St. Aidan’s elders had noted as early as 1978 the need for improvements to the structure. Church volunteers and contractors painstakingly moved the building aside in order that the concrete basement could be put in place. In spite of poor winter weather conditions the mission was accomplished without even cracking a window. A portion of the fundraising dollars for this project kindly came from the St. Chad’s Memorial Fund. The hall was dedicated in memory of “Bay” Burn, A. M. Connelly, Susan Hewitt, Monica Lynch-Staunton, Ethel Ritson, and Emma Tustian, all of whom were active worshippers at the Church.

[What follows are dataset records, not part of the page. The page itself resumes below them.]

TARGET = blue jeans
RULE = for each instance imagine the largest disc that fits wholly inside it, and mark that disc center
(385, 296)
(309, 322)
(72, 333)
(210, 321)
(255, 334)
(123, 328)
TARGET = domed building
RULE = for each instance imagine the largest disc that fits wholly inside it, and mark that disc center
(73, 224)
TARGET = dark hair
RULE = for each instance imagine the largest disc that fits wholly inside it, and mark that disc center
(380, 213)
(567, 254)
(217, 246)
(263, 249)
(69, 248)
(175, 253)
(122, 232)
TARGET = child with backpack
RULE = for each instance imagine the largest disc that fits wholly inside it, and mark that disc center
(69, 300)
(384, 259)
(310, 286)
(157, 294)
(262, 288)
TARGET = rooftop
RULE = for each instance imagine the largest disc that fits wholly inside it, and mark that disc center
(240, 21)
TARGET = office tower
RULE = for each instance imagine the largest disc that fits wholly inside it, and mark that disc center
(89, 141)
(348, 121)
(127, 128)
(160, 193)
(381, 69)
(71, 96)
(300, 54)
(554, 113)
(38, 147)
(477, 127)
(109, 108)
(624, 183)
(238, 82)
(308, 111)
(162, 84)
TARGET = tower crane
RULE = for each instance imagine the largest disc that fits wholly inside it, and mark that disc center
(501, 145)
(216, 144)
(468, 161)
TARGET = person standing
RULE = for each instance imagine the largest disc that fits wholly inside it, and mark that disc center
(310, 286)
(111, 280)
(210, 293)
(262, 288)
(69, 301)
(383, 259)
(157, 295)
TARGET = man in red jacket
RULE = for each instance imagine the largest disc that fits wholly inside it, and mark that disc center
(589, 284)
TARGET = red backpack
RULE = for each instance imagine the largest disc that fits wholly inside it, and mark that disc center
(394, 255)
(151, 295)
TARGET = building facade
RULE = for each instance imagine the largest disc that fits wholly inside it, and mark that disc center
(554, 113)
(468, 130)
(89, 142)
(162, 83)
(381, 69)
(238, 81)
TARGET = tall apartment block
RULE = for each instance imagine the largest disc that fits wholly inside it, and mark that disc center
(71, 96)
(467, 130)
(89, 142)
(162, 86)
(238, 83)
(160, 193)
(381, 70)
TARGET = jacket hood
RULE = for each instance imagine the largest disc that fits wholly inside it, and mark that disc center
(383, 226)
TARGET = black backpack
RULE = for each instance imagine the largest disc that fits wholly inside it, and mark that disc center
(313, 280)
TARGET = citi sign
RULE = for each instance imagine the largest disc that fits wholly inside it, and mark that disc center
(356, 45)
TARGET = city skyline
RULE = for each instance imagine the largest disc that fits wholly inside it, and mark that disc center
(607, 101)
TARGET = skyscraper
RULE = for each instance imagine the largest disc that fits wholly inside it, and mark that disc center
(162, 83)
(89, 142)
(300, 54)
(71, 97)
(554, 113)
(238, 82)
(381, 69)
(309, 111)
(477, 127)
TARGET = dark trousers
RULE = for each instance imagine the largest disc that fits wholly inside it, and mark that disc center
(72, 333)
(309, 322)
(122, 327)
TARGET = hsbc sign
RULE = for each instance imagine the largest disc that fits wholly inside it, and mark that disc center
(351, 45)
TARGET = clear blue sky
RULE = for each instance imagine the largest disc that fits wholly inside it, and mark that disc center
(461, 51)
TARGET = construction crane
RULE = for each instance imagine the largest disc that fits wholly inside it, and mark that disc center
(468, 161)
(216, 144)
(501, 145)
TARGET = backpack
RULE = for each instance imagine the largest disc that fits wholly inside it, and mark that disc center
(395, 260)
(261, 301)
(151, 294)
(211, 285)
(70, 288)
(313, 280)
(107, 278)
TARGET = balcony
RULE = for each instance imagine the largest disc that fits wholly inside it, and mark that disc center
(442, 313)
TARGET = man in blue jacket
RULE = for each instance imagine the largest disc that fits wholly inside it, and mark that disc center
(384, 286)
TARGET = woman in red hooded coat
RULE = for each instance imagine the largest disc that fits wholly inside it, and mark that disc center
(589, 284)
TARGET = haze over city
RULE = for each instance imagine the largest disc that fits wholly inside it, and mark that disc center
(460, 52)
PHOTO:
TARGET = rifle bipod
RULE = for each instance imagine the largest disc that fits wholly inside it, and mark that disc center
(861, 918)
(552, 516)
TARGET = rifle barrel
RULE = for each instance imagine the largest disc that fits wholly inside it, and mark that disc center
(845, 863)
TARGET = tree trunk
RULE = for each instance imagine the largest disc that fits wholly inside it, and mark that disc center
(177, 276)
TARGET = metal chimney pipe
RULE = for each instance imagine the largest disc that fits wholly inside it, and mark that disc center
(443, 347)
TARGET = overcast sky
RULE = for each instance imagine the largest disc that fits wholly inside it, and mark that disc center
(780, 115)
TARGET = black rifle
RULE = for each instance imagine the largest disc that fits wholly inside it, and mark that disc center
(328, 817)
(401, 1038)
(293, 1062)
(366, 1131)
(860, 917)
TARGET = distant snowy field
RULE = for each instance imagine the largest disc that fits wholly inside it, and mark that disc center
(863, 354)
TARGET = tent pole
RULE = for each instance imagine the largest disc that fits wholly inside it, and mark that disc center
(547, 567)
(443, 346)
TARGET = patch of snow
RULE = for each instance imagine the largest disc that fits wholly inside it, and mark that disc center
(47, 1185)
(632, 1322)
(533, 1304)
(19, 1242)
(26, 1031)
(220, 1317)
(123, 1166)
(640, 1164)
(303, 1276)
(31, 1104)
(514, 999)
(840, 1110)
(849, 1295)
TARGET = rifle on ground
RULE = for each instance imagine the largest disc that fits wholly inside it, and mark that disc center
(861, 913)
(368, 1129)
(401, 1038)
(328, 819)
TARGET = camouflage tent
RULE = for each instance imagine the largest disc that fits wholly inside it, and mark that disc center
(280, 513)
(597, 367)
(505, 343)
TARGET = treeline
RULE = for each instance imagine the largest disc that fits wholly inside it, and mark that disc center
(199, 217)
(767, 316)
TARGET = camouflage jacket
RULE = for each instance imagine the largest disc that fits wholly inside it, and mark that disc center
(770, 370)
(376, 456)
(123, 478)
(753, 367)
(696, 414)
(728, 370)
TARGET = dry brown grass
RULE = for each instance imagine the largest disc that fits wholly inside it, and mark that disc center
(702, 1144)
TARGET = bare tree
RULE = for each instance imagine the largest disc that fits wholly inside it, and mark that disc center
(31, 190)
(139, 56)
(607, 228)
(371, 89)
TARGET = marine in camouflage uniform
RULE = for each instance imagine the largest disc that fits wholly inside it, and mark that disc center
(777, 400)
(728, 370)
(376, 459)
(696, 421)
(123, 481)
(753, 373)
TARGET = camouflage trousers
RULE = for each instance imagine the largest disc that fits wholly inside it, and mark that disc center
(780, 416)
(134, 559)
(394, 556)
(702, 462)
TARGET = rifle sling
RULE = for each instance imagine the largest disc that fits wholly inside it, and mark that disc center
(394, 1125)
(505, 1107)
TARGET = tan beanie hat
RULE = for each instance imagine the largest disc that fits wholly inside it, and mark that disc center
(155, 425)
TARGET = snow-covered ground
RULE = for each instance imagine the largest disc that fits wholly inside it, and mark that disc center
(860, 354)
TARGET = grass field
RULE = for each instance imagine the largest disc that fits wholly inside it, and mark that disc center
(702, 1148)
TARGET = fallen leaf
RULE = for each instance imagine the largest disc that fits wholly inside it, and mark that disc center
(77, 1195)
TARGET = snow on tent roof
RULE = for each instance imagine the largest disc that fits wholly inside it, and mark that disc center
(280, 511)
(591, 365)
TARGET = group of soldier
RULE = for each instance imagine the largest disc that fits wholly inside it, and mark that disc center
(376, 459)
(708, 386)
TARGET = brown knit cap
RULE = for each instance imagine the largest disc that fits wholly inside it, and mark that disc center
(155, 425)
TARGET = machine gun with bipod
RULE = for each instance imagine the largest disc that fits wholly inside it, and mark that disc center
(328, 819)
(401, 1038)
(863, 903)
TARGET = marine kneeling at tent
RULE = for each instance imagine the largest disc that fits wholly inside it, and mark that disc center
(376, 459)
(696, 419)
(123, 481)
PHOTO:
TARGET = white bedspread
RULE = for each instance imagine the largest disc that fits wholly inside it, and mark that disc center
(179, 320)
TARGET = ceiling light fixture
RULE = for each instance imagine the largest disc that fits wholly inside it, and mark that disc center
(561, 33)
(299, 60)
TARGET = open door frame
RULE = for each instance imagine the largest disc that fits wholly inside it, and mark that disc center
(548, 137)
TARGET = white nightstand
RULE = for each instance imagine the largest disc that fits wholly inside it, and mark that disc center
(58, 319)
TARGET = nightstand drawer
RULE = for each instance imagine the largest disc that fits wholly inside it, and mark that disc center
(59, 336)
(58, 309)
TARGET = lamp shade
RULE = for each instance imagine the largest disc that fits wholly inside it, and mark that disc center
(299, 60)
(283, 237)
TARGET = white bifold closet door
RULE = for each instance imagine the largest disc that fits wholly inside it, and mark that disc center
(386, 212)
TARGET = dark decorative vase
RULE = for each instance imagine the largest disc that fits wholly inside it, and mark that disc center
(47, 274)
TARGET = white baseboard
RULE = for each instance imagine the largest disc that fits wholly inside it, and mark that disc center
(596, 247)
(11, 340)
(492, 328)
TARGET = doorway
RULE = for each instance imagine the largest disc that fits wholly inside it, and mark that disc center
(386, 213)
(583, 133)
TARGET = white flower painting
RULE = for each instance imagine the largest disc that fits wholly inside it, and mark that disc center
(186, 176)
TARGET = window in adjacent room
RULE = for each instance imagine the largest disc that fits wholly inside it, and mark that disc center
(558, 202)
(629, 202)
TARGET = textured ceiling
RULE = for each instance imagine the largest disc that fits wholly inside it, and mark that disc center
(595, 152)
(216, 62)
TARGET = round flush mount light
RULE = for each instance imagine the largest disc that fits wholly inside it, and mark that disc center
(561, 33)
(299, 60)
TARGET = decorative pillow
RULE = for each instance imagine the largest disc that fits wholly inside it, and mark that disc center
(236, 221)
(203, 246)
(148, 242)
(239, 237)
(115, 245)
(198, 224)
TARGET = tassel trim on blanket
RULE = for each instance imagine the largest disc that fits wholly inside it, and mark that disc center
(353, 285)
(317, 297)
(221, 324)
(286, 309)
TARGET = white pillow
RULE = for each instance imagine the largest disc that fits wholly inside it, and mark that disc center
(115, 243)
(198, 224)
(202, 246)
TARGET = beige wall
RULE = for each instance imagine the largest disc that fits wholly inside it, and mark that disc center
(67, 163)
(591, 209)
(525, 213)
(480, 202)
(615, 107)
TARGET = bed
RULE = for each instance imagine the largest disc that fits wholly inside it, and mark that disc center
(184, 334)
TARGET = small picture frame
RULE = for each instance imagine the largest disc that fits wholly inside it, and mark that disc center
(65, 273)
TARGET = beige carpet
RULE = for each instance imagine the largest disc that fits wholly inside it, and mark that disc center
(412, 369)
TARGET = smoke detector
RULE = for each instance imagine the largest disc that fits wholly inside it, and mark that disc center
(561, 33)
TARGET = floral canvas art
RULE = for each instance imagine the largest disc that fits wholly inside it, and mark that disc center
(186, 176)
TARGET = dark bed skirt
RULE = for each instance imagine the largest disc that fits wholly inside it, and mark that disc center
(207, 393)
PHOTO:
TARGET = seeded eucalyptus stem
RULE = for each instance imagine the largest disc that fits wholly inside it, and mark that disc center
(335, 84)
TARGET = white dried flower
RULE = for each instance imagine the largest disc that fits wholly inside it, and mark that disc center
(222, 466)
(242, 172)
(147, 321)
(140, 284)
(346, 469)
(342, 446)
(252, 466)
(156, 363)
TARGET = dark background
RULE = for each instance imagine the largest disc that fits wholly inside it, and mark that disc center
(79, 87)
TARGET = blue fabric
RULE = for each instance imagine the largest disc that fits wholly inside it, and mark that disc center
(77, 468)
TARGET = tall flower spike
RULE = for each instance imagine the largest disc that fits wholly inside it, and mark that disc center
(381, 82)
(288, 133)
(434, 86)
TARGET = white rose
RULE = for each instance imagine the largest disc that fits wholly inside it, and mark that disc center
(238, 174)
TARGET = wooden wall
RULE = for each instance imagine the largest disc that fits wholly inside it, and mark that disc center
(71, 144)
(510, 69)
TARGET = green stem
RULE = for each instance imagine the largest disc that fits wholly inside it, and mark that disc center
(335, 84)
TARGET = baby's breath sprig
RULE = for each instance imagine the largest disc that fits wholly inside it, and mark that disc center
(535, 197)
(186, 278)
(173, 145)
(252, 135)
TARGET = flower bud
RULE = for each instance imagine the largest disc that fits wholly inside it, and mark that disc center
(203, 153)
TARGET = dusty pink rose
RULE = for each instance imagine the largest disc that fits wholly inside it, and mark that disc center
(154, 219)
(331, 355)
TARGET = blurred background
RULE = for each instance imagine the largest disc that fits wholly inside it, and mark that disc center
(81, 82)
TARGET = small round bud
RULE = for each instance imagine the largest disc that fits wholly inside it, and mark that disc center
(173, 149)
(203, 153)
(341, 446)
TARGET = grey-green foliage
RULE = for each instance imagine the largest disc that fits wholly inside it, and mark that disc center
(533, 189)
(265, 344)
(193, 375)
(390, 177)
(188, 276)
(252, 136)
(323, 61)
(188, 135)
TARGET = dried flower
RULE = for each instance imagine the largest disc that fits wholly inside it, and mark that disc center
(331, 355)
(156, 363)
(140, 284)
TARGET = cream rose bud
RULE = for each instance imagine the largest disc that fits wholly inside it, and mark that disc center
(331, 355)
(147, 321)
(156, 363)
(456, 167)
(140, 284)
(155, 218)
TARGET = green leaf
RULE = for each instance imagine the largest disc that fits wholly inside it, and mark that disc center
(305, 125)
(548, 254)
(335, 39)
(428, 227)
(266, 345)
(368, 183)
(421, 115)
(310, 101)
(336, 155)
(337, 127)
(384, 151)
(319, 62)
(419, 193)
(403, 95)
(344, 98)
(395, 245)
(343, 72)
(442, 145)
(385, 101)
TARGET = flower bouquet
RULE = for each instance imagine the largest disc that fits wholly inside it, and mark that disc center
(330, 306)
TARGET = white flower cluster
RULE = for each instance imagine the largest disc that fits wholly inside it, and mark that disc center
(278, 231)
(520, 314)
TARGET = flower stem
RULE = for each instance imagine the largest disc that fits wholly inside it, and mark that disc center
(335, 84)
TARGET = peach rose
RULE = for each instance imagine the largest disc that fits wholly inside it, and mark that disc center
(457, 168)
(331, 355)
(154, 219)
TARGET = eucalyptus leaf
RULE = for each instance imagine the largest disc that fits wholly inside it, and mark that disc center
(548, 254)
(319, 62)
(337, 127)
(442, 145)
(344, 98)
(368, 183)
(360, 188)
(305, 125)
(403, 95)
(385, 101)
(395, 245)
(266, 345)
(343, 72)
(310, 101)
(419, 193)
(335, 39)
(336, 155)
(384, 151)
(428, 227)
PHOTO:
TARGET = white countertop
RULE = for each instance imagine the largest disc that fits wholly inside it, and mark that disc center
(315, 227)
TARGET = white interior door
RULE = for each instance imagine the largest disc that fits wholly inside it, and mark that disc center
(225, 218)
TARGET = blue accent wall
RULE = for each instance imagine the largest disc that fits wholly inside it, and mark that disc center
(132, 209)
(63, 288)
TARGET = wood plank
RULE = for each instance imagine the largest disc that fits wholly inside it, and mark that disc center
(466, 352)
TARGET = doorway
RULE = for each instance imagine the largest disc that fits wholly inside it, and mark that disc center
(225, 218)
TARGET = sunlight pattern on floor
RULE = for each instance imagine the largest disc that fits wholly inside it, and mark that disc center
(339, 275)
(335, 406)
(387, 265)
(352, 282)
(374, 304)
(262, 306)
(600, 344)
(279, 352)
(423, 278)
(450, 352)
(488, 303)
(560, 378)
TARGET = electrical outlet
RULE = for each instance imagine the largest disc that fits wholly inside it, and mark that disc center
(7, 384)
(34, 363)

Blessed with a lengthy history, St. Aidan’s celebrated its anniversaries with a variety of religious events. The Church honoured its 75th Anniversary with a banquet supper, heritage pageant, presentation of Holy Communion, and social hosted on Wednesday, June 10th, 1984. The home cooked meal was served in the new church hall, and the pageant, carefully scripted by church volunteer Marjorie Haugen, appropriately presented the times and lives of Saints Aidan and Chad. Locals acted out the parts. Visiting and mingling followed. Special guests of honour included Hugh Mowat, son of Reverend W. H. Mowat, who came in from England for the festivities, Reverends R. A. Ferguson and Derek Hoskins and Bishop Curtis. A religious service, The Holy Eucharist a Great Thanksgiving, was held the previous Sunday morning.
A generation later, St. Aidan’s centennial was honoured with a religious service the morning of Sunday, May 31st, 2009. A roast beef dinner and musical entertainment, accompanied by an eye-catching photo and heritage exhibit, followed at the Cowley Community Hall, located within walking distance of the Church.
Today, Cowley’s St. Aidan’s Church, still very much active in the community, enjoys a religious heritage of more than a century.